In this post, we’ll look at a few crucial queries that are helpful for exploring into PostgreSQL problems and evaluating the health of an existing instance.
What is hit ratio of the database?
SELECT datname, ( blks_hit * 100 /(blks_hit + blks_read) ):: numeric as hit_ratio from pg_stat_database WHERE datname not in ( 'postgres', 'template0', 'template1' );
If the hit ratio is less than 90%, there may be a problem with low allocation of shared buffers or queries doing large table scans. The hit ratio should be close to 100%. Boost shared buffers or tweak queries that do more IO.
What is commit ratio of database?
SELECT
datname,
round(
(
xact_commit :: float * 100 /(xact_commit + xact_rollback)
):: numeric,
2
) as successful_xact_ratio
FROM
pg_stat_database
WHERE
datname not in (
'postgres', 'template0', 'template1'
);
We must engage with the application team to determine why there are so many transaction rollbacks if the commit percentage is less than 95%. Consider a scenario where many of your transactions contain DML which can result in fragmentation.

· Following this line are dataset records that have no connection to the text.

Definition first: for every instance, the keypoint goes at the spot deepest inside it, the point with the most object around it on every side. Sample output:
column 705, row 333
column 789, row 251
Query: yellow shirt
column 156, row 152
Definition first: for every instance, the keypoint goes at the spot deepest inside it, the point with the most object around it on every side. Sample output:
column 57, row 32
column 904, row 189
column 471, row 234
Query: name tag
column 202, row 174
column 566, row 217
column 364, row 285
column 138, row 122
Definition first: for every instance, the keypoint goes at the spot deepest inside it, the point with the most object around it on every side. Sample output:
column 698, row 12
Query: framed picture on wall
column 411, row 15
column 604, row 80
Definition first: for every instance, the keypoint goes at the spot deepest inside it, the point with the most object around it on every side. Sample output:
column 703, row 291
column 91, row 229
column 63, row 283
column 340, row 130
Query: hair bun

Get the temp file usage of database?
select
datname,
temp_files,
round(temp_bytes / 1024 / 1024, 2) as temp_filesize_MB
from
pg_stat_database
WHERE
datname not in (
'postgres', 'template0', 'template1'
)
and temp_files > 0;
Use the log_temp_files parameter to log queries utilizing the temp files and modify the queries if you see that the temp files and bytes are high.
Frequency of checkpoints?
select * from pg_stat_bgwriter;
There are two important columns checkpoints_req, checkpoints_timed. If the checkpoints_req is more than the checkpoints_timed, PostgreSQL is doing checkpoints due to the high WAL generation.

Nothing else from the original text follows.